Lob für Enzyklika vom St. Pöltner Bischof Schwarz und Jugendbischof Freitag - Kirche muss technische Entwicklungen offen, aber nicht naiv begleiten
St. Pölten/Graz, 26.05.2026 (KAP) Viel Lob von Österreichs Bischöfen gibt es auch am Tag nach der Veröffentlichung für die Enzyklika "Magnifica humanitas" von Papst Leo XIV. Der Papst erinnere daran, "dass auch im Zeitalter von künstlicher Intelligenz und Digitalisierung die Würde des Menschen unantastbar bleibt", so der St. Pöltner Bischof Alois Schwarz. Technik dürfe niemals über den Menschen gestellt werden, "sondern muss dem Gemeinwohl, der Wahrheit, der Freiheit und dem Frieden dienen".
Besonders berührt habe ihn in der Enzyklika die Vision des Papstes von einer "Zivilisation der Liebe", die auf Verantwortung, Solidarität und Menschlichkeit aufbaut, so Bischof Schwarz: "Gerade heute braucht unsere Welt mehr denn je Orientierung, Dialog und ein neues Bewusstsein dafür, dass echter Fortschritt nur dort gelingt, wo der Mensch im Mittelpunkt steht."

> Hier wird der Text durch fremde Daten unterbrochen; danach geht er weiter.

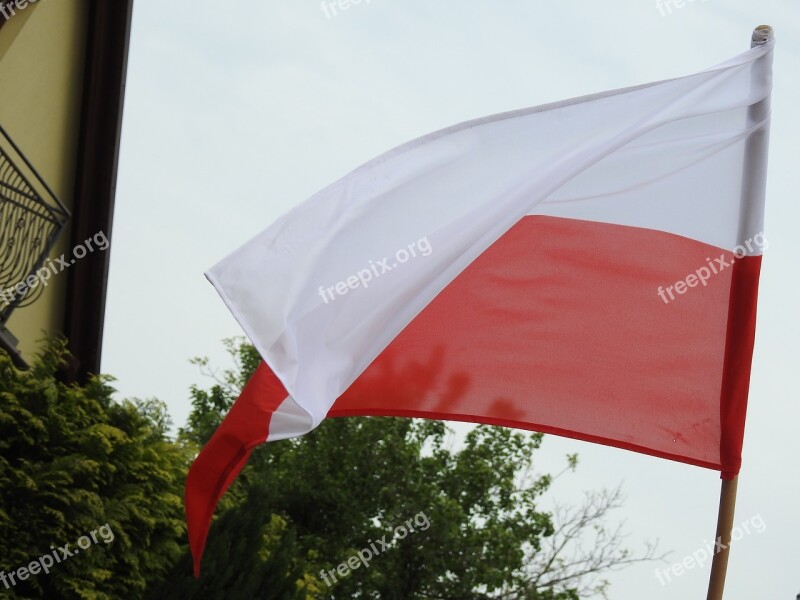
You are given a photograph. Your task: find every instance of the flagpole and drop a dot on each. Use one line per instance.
(755, 149)
(719, 565)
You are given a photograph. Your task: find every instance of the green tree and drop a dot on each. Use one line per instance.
(72, 460)
(313, 502)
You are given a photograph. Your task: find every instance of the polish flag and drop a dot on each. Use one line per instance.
(587, 268)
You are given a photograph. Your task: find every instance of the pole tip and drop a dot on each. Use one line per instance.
(762, 34)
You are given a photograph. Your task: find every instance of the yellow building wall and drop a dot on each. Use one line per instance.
(42, 51)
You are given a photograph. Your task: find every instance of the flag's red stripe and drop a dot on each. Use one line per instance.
(559, 327)
(245, 426)
(738, 359)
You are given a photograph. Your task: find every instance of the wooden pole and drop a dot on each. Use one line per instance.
(755, 147)
(719, 565)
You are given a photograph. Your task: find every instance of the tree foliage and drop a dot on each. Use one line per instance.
(72, 458)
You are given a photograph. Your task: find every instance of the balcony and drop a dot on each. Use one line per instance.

In einer Ausendung der Diözese St. Pölten heißt es zur Enzyklika, dass aus ihr für die Diözese ein wichtiger Auftrag erwachse: "Wir wollen den technischen Fortschritt aufmerksam begleiten und zugleich den Glauben als Orientierung und Kraftquelle stärken." Die Kirche müsse auch in Zukunft ein Ort bleiben, "an dem Menschen echte Gemeinschaft, Hoffnung, Gebet und persönliche Begegnung erfahren. Denn keine Technologie kann ersetzen, was aus dem Glauben wächst: Liebe, Barmherzigkeit, Vertrauen und die Beziehung zu Gott." Die Enzyklika sei kein Nein zum Fortschritt. Sie sei vielmehr "ein leidenschaftliches Ja zum Menschen". Sie rufe dazu auf, "Technik mit Weisheit, Verantwortung und Mitgefühl zu gestalten".
"Im Mittelpunkt steht nicht die Technik"
Österreichs Jugendbischof Johannes Freitag äußert sich in einem Beitrag ähnlich wie der St. Pöltner Bischof: "Im Mittelpunkt steht nicht die Technik, sondern der Mensch." Gerade junge Menschen würden selbstverständlich mit KI aufwachsen. Sie nutzten sie beim Lernen, in sozialen Medien oder im Alltag. Das verändere nicht nur den Zugang zu Wissen, sondern auch die Art, wie junge Menschen sich selbst, Beziehungen und Zukunft wahrnehmen. Viele erlebten dabei großen Druck, ständige Vergleichbarkeit und auch Einsamkeit, so der Jugendbischof.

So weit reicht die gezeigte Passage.